Manifestasi genital, di banyak daerah, gambaran kronis yang terjadi adalah hydrocele. Selain itu dapat dijumpai epididimitis
kronis, funikulitis, edem karena penebalan kulit skrotum, sedangkan pada perempuan bisa dijumpai limfedema vulva.
Limfedema dan elefantiasis ekstremitas, episod limfedema pada ekstremitas akan menyebabkan elefantiasis di daerah saluran
limfe yang terkena dalam waktu bertahun-tahun. Lebih sering terkena ekstremitas bawah. Pada W.bancrofti, infeksi di daerah
paha dan ekstremitas bawah sama seringnya, berbeda dengan B.malayi yang hanya mengenai ekstremitas bawah saja
(Kemenkes RI, 2019).
5. Diagnosis
Anamnesis Sebagian besar filariasis merupakan asimtomatik. Gejala yang timbul biasanya berbeda-beda bergantung dari masing-masing
spesies filaria.
Filariasis Limfatik (Kaki Gajah)
Gejala khas pada filariasis limfatik atau kaki gajah adalah limfedema berat pada kaki yang diikuti dengan penebalan kulit dan
hilangnya fungsi dari area yang terkena. Gejala lain pada filariasis limfatik atau kaki gajah adalah:
Demam filarial: demam, rigor dan tremor yang bertahan selama 1 – 3 jam, muntah
Limfangitis dan limfadenitis: Nyeri dan eritema di kelenjar limfe yang terinfeksi
Limfedema: Pembengkakan pembuluh limfe, di satu ekstremitas dan atau pada ekstremitas bawah. Dapat disertai rasa
nyeri
Hidrokel: Pembengkakan skrotum, dapat didahului dengan funikulitis
Dermatolimfangiadenitis akut: Nyeri pada daerah yang terkena, demam, menggigil, nyeri kepala, dan muntah
Kiluria: Bocornya cairan limfe ke urine sehingga urine berwarna putih susu
Eosinofilia pulmoner tropis: Batuk, sesak napas, suara napas mengi, dan nyeri dada

Onchocerca volvulus
Gejala filariasis yang disebabkan oleh onchocerca volvulus  adalah kulit gatal dan ruam yang biasanya terkonsentrasi pada satu
ekstremitas.
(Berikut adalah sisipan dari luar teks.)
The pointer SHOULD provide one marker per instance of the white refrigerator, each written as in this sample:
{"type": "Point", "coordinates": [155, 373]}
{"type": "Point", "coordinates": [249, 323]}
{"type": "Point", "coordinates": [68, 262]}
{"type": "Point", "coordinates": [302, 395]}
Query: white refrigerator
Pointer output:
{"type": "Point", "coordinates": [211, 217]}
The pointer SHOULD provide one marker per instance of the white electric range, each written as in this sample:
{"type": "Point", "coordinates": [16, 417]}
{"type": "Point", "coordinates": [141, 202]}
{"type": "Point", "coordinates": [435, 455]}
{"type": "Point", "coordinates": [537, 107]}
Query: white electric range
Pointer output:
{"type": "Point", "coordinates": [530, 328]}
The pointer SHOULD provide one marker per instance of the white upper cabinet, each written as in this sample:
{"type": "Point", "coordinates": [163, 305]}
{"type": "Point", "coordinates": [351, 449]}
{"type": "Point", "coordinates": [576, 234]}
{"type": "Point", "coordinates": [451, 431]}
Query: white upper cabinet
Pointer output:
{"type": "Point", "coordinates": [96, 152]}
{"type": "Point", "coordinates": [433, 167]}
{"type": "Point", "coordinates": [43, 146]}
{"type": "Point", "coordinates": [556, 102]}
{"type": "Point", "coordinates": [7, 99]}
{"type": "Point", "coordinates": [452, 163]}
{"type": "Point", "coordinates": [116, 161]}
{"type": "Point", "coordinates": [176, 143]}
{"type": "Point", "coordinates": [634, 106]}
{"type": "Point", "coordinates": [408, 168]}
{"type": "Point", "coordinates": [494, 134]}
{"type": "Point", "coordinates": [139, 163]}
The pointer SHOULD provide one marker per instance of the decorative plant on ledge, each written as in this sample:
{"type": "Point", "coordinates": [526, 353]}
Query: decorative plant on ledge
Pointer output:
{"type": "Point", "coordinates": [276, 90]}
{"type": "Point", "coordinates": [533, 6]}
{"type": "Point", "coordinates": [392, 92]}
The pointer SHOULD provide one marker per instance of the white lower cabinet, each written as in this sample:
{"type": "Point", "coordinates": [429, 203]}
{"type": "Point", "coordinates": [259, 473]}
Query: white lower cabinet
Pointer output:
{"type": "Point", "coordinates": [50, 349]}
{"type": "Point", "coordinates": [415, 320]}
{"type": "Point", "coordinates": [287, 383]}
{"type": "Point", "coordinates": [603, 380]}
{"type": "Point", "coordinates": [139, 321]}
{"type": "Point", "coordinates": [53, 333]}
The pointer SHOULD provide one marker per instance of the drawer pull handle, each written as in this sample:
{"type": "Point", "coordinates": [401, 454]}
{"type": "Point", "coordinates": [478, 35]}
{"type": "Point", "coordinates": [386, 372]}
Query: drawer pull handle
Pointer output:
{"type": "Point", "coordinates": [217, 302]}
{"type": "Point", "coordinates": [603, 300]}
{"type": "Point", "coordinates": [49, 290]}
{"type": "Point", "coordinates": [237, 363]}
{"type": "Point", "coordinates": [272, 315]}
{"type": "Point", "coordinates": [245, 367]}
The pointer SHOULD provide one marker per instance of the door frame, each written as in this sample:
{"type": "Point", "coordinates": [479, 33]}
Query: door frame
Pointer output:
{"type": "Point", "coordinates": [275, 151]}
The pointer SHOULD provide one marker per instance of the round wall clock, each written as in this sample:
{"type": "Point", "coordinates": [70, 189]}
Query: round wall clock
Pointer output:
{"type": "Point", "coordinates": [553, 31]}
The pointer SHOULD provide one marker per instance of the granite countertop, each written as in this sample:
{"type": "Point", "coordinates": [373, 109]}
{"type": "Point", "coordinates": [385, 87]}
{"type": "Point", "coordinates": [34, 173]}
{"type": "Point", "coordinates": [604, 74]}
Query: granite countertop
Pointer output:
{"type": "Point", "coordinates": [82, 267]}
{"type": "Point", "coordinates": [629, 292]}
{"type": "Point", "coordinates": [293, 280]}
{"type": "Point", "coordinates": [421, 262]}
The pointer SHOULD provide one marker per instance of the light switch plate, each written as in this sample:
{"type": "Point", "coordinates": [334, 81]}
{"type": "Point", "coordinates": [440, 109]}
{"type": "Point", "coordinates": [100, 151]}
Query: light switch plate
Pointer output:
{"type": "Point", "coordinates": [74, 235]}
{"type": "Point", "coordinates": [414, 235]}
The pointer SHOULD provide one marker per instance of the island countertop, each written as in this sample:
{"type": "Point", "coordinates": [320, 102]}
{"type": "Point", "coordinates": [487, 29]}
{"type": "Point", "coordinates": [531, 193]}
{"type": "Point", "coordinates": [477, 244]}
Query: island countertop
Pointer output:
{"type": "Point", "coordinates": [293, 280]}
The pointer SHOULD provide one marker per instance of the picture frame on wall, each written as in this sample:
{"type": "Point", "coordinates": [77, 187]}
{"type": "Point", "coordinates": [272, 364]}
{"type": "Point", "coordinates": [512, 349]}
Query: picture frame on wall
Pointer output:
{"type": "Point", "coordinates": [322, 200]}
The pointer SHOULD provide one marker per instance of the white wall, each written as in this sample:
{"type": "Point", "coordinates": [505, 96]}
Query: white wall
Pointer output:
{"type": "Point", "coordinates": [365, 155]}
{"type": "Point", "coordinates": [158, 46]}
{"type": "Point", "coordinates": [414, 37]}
Selain itu, dapat ditemukan perubahan warna kulit, adanya nodul di bawah kulit, hilangnya elastisitas kulit,
gangguan penglihatan, dan pembengkakan kelanjar getah bening yang tidak nyeri.
Loa loa
Filariasis yang disebabkan oleh Loa loa dapat menimbulkan gejala berikut:
Pembengkakan Calabar: Pembengkakan non-pitting, tidak nyeri, di area subkutan dan dapat disertai rasa gatal,
biasanya ditemukan di ekstremitas dan dapat menyebabkan restriksi pergerakan sendi. Adanya cacing dewasa di mata:
kongesti di mata, gatal, dan fotofobia. Gatal, urtikaria, nyeri otot, nyeri sendi, rasa lelah

Pemeriksaan fisik filariasis meliputi pemeriksaan kelenjar getah bening umum, serta pemeriksaan testis dan tes transiluminasi
untuk menilai adanya hidrokel. Penting untuk memeriksa entry lesions infeksi pada lipatan kulit limfedema untuk mencegah
ADLA.
Pemeriksaan Fisik Limfedema dan Elephantiasis
Pemeriksaan fisik limfedema dan elephantiasis perlu dilakukan penilaian staging deformitas berdasarkan rekomendasi WHO:
Pemeriksaan 1. Stadium 1 : Limfedema bersifat reversibel semalam
Fisik 2. Stadium 2 : Limfedema ireversibel, kulit masih tampak normal
3. Stadium 3 : Limfedema ireversibel, terdapat penebalan lipatan dangkal pada kulit
4. Stadium 4 : Limfedema ireversibel disertai dengan benjolan dan cekungan pada kulit
5. Stadium 5 : Limfedema ireversibel dengan lipatan yang dalam (dasar lipatan dapat terlihat jika dipisahkan dengan jari)
6. Stadium 6 : Limfedema ireversibel dengan kaki tampak sangat besar dan berbenjol-benjol / mossy foot
7. Stadium 7 : Limfedema ireversibel yang menyebabkan kesulitan melakukan pekerjaan sehari-hari
Pemeriksaan 1. Diagnosis Parasitologi yaitu menemukan mikrofilaria di dalam darah, cairan hidrokel atau cairan kiluria pada
Laboratorium pemeriksaan sediaan darah tebal
2. Pemeriksaan Radiodiagnosis dengan ultrasonografi ( USG) pada skrotoum dan kelenjar getah bening inguinal akan
memberikan gambaran cacing yang bergerak- gerak.
3. Diagnosis Imunologi dengan menggunakan tekhnik ELISA dan immune chromatographic (ICT) menggunakan
antibodi monoklonal yang spesifik untuk mendeteksi antigen w. bancrofti.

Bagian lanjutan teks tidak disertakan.